A commentary by Nick Gent, a member of The Chelsea Society.
Eight members of the Society attended a walking tour arranged by the Society of some of the City of London’s prominent landmarks on Thursday 16th February 2017 at 11am. The meeting point was poignant, although apt in today’s uncertain times. We met at the Kindertransport memorial at Liverpool St. station. Just before the Second World War, ten thousand unaccompanied Jewish children were brought to Britain to escape persecution. These children arrived at Liverpool Street station, to be taken in by British families and foster homes. Only a few were reunited with their families after the war.
We were very fortunate to have as our guide, Raúl Curiel, retired director of the leading London architects, Aukett Swanke. He very kindly gave his time and expertise to afford us a fascinating insight into the planning and architectural aspects of some of the City’s iconic modern buildings and developments. Raúl was ideally placed to do so as his company has been actively involved with a number of the City’s high profile landmarks. For reasons of space, this note covers just some of the landmarks we saw on the walkabout but, hopefully, readers will have a flavour of what went on!
Group discussion in the Broadgate development
Raúl’s opening remarks were “the City is a machine for making money” and “must remain a money maker, given its pivotal role in the economy.” This point is, of course, true and it is in no small part due to the City’s powerful money-making abilities that we have such a fine array of architecture.
Starting in Liverpool Street station, Raúl emphasised the clever adaptation of the Victorian station to modern day use. He regards the station as a very good early example of the integration of new and old in London.
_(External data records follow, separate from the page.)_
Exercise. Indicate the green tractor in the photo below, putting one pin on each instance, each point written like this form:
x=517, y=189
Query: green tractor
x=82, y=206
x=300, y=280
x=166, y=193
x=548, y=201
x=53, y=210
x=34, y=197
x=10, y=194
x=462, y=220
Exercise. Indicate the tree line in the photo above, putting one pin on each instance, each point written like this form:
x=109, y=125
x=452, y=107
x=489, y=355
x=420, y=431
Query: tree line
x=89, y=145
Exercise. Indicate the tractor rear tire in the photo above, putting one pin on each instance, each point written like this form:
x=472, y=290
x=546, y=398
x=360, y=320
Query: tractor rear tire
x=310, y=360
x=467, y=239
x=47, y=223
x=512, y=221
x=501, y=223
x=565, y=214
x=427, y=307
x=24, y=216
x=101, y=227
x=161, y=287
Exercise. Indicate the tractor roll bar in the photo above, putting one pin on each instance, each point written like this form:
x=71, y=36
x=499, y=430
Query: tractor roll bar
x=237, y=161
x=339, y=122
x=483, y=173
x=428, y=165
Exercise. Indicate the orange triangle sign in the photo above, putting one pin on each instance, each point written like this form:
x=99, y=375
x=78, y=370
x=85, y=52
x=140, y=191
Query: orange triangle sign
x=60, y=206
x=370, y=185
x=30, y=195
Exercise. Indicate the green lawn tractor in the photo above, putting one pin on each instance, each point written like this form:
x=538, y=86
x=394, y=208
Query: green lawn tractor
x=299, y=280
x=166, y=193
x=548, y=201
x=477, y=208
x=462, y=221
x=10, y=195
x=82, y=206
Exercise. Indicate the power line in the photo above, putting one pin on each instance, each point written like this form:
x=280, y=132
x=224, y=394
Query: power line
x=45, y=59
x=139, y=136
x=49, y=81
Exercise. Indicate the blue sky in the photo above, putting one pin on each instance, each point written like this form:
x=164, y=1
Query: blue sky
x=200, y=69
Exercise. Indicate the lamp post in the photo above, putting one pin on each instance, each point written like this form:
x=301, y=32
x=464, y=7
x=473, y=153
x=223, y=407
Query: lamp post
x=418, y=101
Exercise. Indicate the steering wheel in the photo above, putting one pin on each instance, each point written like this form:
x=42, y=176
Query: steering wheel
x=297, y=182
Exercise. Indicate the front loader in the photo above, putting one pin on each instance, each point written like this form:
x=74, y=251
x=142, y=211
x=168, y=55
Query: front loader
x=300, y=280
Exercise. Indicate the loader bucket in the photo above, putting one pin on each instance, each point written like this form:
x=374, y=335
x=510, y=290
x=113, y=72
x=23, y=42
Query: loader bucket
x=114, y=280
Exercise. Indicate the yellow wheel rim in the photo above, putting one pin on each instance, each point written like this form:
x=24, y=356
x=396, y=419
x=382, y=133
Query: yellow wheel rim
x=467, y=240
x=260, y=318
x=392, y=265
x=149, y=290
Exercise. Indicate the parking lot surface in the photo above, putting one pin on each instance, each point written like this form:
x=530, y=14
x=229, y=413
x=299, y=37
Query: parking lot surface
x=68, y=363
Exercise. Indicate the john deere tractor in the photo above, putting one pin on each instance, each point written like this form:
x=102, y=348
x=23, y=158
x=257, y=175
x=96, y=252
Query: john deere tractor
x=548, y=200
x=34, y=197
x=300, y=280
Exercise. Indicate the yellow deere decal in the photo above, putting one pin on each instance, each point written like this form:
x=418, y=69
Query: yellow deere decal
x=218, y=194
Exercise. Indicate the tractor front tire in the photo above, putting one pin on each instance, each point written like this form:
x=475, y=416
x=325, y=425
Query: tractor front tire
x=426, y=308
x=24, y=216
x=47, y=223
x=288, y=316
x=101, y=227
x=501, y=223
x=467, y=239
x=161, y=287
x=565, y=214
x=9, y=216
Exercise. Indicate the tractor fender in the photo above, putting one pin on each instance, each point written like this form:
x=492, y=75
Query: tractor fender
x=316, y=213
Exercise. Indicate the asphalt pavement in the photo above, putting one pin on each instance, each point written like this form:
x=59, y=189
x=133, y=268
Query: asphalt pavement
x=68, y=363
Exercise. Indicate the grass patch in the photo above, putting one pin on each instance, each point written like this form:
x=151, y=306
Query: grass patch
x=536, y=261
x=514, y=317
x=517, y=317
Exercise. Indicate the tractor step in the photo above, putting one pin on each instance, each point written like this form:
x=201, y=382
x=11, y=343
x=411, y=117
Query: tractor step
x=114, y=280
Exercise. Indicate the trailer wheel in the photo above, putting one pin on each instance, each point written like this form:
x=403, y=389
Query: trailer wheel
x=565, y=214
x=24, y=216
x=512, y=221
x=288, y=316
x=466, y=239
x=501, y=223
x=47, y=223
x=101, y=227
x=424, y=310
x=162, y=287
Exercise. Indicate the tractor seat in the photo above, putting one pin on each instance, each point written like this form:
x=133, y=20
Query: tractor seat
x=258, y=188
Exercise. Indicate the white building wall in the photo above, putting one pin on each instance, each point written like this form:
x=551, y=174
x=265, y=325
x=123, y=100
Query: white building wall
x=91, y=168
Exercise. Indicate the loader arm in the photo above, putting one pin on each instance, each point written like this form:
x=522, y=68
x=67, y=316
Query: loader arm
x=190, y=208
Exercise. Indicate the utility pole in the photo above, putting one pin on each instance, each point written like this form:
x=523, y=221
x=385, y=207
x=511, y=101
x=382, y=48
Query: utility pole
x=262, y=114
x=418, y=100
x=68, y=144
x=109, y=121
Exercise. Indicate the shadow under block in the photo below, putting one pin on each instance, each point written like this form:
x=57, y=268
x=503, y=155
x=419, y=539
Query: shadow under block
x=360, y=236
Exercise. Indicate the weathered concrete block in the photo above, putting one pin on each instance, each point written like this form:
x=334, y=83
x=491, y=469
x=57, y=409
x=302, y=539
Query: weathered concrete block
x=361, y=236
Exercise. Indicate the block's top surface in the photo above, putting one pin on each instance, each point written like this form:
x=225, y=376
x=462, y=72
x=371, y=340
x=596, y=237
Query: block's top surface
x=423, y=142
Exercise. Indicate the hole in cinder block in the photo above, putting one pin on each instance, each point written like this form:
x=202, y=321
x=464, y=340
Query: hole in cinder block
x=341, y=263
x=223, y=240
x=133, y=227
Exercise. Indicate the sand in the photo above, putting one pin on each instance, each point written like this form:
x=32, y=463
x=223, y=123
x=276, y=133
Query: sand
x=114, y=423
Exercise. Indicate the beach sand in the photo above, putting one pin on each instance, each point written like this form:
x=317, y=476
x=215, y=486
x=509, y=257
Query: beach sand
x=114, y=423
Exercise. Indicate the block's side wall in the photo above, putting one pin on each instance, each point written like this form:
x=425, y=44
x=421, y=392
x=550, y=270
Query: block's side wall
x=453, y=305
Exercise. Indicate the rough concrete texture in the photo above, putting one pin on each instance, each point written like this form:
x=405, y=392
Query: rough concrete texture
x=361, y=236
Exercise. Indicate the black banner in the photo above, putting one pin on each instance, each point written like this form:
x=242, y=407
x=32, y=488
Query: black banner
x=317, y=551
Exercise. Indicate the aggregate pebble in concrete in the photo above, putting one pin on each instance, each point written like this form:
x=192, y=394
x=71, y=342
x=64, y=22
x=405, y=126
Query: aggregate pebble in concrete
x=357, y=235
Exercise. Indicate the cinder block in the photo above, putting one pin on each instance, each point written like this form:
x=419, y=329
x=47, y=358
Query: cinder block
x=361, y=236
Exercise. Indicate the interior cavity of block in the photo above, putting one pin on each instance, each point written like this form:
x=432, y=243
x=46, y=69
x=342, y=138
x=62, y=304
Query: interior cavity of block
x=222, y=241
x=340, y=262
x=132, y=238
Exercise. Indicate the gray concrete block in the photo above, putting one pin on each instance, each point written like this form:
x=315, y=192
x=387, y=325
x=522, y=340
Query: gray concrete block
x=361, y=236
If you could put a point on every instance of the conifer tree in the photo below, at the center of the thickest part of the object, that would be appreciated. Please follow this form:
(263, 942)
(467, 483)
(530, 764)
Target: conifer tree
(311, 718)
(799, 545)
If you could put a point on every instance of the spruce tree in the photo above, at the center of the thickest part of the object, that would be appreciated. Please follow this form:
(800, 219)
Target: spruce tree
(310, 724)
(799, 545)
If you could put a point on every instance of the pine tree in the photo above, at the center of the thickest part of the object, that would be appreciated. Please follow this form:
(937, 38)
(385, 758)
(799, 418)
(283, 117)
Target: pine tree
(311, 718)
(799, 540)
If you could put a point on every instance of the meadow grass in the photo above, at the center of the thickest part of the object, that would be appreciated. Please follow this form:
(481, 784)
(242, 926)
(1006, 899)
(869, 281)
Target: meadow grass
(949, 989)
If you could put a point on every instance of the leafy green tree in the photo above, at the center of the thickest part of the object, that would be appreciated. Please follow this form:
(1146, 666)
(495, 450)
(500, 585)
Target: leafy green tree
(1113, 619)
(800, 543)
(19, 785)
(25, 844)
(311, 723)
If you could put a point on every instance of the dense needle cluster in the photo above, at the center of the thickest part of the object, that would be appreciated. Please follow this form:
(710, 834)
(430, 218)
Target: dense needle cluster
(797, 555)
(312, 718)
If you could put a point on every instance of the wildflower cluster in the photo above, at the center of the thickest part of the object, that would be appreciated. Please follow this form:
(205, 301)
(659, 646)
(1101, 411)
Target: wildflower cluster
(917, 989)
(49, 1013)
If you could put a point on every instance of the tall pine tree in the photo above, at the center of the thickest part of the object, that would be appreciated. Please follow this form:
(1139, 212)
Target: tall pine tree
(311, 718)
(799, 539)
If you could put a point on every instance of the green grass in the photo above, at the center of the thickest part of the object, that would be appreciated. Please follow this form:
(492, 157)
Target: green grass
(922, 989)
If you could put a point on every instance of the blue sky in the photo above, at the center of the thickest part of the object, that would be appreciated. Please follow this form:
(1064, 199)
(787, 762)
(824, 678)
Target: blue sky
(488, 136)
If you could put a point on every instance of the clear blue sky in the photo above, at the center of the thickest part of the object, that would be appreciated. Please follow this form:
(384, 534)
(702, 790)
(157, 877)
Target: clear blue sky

Already fired up with enthusiasm, we proceeded to the 1980s Broadgate office development, Phases 1 and 2, adjacent to the station. Visiting Phase I (Arup Associates, acting architects) comparisons were made between the different squares, which are at the heart of the development. Each one had a distinctive character. Raul impressed upon us the interplay between granite and sandstone and rectangles, circles and diagonal finishes and talked about “curtain walls” (non-load bearing walls) which afford more scope for aesthetic considerations in design. Despite the mixed styles, all the buildings seemed to fit together and complement each other well. Interestingly, Phase 2 (Skidmore, Owings and Merrill), which occurred seven years after Phase 1, coincided with the advent of money from the United States. This heralded a change in style, characterised by bigger buildings and some pastiche.
In marked contrast to our experience in Broadgate, where building height is restricted to around ten storeys, Raúl introduced us to the Heron Tower (Kohn Pedersen Fox). This building is in what is known as the “tower district”, located in Bishopsgate, one of the tallest buildings in the City, 47 storeys, rising to a height of over 200 metres. Of particular interest, the building is divided into ten three-storey “vertical villages”, each with accommodation arranged around a central atrium and facilitating distinctive cultures.
Still in the tower district, we visited The Gherkin, in St Mary Axe (Foster and Partners), not quite as tall as Heron Tower, 41 storeys and 180 metres high. This is a beautiful landmark, whether seen from afar or at close quarters. Still in the same area, we saw the Cheese Grater, 48 storeys and 225 metres high, and the Lloyd’s of London building, just 14 storeys and 88 metres high. The architects to both these buildings are Richard Rogers and Partners, a singular achievement as the buildings are not only adjacent to each other but built in different eras, the former in 2013 and the latter in 1986. The Cheese Grater is in the form of a wedge shape to respect the “strategic sightlines” of St Paul’s (from Richmond and Parliament Hill). The Lloyd’s of London building was regarded as the first modern building in the City, indeed, I recall it attracting a lot of column inches, all those years ago!
Across from The Gherkin, we passed by one of Raúl’s firm’s own buildings, Exchequer Court at St Mary Axe; he described it as an example of the transitional design prevalent in the City in the 1990’s.
After repairing to the Royal Exchange (redeveloped and extended by Raúl’s practice), in Bank, for a well-deserved lunch, we headed for our last destination, Paternoster Square, by St Paul’s Cathedral. This took shape in the 1990s and has had somewhat mixed reviews. Amongst our group, it was thought that the square was a bit “soulless” and that we were not drawn into the square in the same way as we were with Broadgate, in the morning. After a good lunch and a day of tutelage from Raúl, I think it is fair to say that we felt we were better qualified to make such a value judgement than at the start of the day!
To finish, and to make a personal point, it is wonderful that the Chelsea Society organises tours such as this one as it makes one more appreciative of, and enjoy more, what surrounds us. Such events complement admirably the conservation role of the Society.